Dans la vie de chaque peuple viennent ces moments où il doit engager son histoire et son destin. Il est venu le temps du changement. Nous unissons nos voix à celles qui demandent la démission du président de la République. Mais disons-le d’emblée, haut et clair, aucune transformation durable de notre société ne se fera sans que soient pris en compte les valeurs et les principes qui seuls peuvent assurer l’avènement d’une société plus juste, solidaire et fraternelle.

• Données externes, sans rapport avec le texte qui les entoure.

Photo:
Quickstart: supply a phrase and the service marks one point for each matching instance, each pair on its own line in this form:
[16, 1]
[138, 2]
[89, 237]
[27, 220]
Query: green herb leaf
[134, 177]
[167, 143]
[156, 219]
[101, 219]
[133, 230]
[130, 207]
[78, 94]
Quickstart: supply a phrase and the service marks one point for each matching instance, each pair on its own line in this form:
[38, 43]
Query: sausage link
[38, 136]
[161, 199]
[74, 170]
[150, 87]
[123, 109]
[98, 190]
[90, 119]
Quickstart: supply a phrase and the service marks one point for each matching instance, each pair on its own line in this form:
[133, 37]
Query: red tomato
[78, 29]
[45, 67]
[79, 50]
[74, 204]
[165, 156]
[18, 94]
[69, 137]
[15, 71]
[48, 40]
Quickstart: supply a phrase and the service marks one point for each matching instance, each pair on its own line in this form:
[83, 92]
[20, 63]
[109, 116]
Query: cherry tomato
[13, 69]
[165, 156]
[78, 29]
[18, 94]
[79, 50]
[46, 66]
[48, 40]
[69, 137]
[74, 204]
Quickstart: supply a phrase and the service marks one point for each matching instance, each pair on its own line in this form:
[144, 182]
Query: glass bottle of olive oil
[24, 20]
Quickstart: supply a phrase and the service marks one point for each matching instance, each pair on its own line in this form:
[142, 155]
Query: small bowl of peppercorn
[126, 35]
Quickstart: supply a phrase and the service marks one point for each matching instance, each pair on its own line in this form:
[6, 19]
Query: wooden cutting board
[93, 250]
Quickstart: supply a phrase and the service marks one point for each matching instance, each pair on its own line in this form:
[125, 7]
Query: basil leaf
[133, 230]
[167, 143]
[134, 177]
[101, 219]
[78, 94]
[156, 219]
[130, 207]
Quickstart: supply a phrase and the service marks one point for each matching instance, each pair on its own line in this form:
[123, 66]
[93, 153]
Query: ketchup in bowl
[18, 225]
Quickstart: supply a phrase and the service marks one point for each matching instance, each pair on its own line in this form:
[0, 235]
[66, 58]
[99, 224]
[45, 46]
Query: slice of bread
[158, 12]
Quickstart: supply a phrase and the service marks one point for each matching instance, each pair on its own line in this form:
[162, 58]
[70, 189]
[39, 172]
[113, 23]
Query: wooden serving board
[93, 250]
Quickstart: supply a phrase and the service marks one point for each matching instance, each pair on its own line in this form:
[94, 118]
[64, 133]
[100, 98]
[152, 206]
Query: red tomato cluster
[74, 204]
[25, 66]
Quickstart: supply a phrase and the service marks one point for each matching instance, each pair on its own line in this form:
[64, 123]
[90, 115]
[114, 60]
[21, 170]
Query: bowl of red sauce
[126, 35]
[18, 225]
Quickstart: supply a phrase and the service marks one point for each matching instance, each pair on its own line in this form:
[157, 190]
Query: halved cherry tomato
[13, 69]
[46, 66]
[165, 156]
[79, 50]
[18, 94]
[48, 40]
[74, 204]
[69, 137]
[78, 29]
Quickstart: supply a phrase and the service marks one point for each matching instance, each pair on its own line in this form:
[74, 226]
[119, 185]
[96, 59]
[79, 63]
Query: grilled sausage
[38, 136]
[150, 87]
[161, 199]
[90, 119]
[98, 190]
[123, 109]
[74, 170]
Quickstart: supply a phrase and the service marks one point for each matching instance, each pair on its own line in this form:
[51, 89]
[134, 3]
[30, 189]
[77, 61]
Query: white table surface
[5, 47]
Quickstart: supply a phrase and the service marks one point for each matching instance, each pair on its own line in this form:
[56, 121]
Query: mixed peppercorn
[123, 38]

Aucune construction démocratique n’est possible en Haïti sans la réduction des inégalités, sans une nouvelle éthique et des moyens pour soutenir le service public dans la valorisation du bien commun.
Aider à construire cette démocratie mais surtout croire que c’est une construction possible, tel est notre combat.
Pour l’heure, il nous incombe de prendre les décisions qui s’imposent sans perdre davantage de temps, et dans l’union.
L’union fait la force! Construisons-là cette union. Prenons au mot les propositions de nos représentants économiques et sociaux, religieux, communautaires, associatifs. Construisons un gouvernement d’unité nationale. Construisons une stratégie prioritaire de redressement de l’État de droit. Cela fait des lustres que nous parlons de conférence nationale, d’états généraux. Mais rien de cela ne sera possible s’il n’y a pas de confiance autour de la table. Ayons le courage de dire tout haut là où le bât blesse. La méfiance, les jalousies, les rivalités, le marronnage, les soifs matérielles nous divisent et nous paralysent surtout. Construisons la confiance et la tolérance pour avancer vers des solutions qui nous ressemblent et nous rassemblent.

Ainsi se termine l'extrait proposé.